What is the maximum CPP pension? ›

The maximum annual CPP retirement benefit is $16,375 as of January 2024. If you don't qualify for the maximum, enter the percentage here. Your breakeven age is 75. If you don't expect to live past 75, you may be better off taking CPP benefits at age 60.

Will CPP payments increase in 2024? ›

Recently, the government of Canada announced an CPP Payment Increase 2024, and the CPP Increase Amount 2024 will soon be credited. The Canadian Pension Plan (CPP) will soon undergo adjustments that will affect anyone who earn more over a specific threshold.

How many years do you have to work in Canada to get a pension? ›

Everyone is entitled to CPP regardless of how many years you have worked. How much you receive depends on your earnings as well as your contributions. Who is eligible for the Canada Pension Plan? To qualify for the CPP, you must be at least 60 years old and have made valid contributions.

How accurate is the CPP estimate? ›

The Service Canada estimates assume simplistically that you continue making the same average level of contributions as you have in the past.
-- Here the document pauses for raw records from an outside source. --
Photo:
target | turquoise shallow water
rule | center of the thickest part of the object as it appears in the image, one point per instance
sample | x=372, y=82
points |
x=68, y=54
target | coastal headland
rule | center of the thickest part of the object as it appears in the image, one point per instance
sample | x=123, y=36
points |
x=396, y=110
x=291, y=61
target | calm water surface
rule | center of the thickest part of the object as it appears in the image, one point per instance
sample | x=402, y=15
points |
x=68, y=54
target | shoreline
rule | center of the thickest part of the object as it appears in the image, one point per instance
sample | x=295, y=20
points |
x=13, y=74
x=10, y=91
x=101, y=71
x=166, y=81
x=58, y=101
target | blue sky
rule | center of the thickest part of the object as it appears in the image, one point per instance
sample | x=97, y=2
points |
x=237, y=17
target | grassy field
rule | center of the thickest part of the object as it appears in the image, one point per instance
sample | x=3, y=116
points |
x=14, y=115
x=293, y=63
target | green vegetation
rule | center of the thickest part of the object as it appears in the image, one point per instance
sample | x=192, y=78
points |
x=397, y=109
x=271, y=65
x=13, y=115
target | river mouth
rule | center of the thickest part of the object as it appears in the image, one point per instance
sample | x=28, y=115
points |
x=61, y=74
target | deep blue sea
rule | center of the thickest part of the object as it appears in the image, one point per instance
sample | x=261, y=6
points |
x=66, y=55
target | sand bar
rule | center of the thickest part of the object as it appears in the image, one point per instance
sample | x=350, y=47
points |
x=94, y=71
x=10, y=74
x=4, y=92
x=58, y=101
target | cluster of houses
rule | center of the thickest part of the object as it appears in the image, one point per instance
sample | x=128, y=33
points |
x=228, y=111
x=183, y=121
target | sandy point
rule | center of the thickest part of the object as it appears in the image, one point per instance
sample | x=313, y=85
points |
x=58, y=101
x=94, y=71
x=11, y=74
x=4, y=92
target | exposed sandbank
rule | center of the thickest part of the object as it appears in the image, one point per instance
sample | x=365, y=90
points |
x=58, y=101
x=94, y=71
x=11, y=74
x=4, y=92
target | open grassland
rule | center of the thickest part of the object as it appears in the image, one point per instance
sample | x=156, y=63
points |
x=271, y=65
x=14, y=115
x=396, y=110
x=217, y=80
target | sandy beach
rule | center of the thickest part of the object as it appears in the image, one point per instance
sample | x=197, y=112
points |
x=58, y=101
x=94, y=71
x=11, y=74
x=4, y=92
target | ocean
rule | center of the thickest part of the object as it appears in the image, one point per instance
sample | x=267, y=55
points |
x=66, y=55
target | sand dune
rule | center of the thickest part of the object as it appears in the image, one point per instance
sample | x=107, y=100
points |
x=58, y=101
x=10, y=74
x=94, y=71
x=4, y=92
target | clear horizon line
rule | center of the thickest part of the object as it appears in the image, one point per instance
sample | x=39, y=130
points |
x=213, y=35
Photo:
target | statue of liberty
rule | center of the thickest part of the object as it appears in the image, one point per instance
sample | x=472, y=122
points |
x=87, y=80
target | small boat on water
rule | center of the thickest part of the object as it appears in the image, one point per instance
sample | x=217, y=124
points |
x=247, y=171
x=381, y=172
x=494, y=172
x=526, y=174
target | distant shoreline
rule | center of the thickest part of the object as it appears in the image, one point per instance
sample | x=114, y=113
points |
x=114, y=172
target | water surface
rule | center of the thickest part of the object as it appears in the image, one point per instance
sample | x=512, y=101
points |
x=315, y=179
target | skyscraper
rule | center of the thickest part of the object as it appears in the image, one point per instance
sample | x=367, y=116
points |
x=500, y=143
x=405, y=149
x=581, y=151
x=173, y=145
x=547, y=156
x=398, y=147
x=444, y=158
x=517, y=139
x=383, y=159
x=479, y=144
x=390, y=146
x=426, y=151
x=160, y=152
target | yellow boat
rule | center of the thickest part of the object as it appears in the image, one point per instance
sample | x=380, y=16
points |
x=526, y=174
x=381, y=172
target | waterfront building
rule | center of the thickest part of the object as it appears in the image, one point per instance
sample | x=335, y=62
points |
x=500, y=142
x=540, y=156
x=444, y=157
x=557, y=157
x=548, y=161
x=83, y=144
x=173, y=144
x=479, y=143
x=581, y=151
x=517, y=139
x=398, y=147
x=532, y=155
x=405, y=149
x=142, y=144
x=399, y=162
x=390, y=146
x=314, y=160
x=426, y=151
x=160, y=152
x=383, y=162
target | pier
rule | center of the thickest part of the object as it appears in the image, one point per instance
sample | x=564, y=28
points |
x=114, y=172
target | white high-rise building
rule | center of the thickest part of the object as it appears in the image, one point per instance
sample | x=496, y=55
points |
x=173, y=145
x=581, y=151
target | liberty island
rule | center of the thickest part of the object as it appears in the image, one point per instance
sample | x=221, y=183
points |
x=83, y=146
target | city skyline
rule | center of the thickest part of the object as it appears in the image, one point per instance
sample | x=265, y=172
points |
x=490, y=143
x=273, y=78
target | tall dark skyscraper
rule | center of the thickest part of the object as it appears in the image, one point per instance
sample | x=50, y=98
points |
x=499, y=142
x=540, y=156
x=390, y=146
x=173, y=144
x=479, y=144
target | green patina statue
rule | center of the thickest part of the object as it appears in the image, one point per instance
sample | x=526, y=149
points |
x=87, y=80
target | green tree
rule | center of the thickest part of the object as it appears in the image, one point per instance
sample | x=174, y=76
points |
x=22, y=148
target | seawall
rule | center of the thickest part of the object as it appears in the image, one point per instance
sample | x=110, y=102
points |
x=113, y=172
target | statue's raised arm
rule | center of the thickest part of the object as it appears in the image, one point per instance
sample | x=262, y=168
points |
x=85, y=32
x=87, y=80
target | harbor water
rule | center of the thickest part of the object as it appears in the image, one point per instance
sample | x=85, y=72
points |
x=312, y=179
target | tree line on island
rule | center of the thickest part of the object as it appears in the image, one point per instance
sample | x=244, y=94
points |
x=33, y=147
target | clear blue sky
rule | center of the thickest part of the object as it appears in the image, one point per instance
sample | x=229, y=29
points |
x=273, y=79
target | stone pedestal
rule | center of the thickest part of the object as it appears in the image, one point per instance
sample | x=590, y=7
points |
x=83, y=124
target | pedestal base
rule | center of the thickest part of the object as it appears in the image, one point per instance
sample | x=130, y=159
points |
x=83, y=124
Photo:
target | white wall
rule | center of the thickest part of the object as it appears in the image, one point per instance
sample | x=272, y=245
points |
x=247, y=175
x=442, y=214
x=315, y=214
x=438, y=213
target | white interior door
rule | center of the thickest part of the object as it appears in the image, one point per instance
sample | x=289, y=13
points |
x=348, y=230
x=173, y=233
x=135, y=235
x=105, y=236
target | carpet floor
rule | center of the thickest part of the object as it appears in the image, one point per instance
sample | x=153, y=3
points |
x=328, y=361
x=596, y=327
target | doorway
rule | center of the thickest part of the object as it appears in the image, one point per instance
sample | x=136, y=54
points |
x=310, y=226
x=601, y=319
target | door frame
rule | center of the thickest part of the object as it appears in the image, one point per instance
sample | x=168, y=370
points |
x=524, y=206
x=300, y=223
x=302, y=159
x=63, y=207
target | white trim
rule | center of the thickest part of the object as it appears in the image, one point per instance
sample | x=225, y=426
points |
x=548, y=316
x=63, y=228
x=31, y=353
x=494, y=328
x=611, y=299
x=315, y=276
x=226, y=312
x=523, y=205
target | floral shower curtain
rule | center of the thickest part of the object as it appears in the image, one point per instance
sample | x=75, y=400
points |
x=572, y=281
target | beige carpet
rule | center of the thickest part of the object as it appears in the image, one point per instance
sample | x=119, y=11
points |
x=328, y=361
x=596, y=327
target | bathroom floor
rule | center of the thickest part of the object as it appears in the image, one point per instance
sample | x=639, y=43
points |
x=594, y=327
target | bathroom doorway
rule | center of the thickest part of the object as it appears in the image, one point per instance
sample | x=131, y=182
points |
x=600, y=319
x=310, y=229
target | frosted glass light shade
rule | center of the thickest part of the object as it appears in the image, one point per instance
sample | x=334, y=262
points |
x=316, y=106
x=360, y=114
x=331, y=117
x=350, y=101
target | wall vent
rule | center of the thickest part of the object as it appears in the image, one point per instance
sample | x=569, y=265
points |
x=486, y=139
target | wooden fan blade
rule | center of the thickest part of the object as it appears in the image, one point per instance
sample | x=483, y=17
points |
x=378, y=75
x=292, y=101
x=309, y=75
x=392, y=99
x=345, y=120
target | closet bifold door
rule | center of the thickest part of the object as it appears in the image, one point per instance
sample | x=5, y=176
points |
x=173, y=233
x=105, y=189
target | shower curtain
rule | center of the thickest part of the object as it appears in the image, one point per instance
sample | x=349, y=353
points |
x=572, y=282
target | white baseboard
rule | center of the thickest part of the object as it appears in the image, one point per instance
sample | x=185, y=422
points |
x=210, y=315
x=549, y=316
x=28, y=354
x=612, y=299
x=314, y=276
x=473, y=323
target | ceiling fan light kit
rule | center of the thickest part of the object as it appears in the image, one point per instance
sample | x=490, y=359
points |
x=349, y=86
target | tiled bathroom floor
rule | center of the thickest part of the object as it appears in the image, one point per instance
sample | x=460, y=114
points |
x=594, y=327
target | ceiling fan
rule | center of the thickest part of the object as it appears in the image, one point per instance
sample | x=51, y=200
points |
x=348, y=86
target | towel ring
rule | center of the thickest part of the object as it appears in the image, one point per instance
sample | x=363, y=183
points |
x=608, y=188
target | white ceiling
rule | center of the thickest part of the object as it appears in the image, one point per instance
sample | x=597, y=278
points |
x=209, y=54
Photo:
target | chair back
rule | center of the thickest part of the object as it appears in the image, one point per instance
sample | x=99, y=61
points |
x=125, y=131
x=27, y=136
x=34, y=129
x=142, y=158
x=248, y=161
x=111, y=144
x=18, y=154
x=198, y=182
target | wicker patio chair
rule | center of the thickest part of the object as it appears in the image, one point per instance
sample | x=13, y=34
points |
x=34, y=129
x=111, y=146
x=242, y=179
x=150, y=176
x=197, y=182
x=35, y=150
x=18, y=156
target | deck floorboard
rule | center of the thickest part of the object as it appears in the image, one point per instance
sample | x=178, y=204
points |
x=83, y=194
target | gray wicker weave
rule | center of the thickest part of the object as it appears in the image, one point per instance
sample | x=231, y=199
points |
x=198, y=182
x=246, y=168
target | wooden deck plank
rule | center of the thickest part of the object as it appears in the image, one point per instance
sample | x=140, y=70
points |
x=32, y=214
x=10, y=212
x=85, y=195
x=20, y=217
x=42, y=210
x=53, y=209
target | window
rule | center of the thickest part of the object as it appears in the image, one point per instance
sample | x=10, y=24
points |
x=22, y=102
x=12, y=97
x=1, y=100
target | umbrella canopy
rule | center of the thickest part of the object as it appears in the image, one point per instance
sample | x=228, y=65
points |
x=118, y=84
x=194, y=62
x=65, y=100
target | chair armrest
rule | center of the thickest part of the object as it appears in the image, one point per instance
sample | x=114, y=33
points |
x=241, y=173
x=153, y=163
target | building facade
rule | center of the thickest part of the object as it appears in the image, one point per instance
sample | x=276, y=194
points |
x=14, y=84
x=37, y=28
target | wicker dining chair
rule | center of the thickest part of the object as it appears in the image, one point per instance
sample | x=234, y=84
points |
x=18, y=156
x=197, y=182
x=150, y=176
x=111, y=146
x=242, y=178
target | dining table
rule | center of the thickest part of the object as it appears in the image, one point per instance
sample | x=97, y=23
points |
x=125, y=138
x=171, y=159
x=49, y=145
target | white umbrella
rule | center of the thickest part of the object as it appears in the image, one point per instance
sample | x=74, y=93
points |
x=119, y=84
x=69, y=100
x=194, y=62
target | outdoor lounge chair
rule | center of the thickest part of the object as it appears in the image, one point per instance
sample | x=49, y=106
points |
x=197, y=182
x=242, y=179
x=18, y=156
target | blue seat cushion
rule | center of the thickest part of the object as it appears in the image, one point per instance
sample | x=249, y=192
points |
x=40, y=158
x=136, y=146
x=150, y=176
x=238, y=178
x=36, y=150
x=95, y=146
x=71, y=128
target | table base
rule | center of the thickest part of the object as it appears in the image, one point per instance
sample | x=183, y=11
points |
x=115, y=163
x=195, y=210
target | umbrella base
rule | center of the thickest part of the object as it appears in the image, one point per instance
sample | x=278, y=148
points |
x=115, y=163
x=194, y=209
These misleading government estimates can distort important decisions about when to start CPP.

How is CPP survivor benefit calculated? ›

In the event of your death, your eligible survivor will be entitled to a monthly allowance equal to half of the pension benefit you would have received before age 65 (calculated before any applicable reduction). The survivor benefit is payable immediately, regardless of whether you die during employment or retirement.

How do you maximize CPP and OAS? ›

To do this, you would typically need to have worked for many decades and paid the maximum CPP contribution each year. As with OAS, CPP payments increase with every year you delay drawing it after 65 (CPP increases by 8.4% for every deferred year, to a maximum of 42% extra at age 70).

How much will CPP payments increase in 2024? ›

In 2024, you should anticipate paying at least $3,867.50 to the CPP, an increase of $113 over $3,754 in the previous year. Another adjustment is that, up to the higher MPE limit of $73,200, you will contribute an additional 4% to the CPP if your income in 2024 exceeds $68,500.

What percentage does CPP increase each year? ›

Your age affects your pension amount:

If you start after age 65, payments will increase by 0.7% each month (or by 8.4% per year), up to a maximum increase of 42% if you start at age 70 (or after).

How many years do you need to work in Canada to get pension? ›

Your employment history is not a factor in determining eligibility. You can receive the Old Age Security (OAS) pension even if you have never worked or are still working. If you are living in Canada, you must: be 65 years old or older.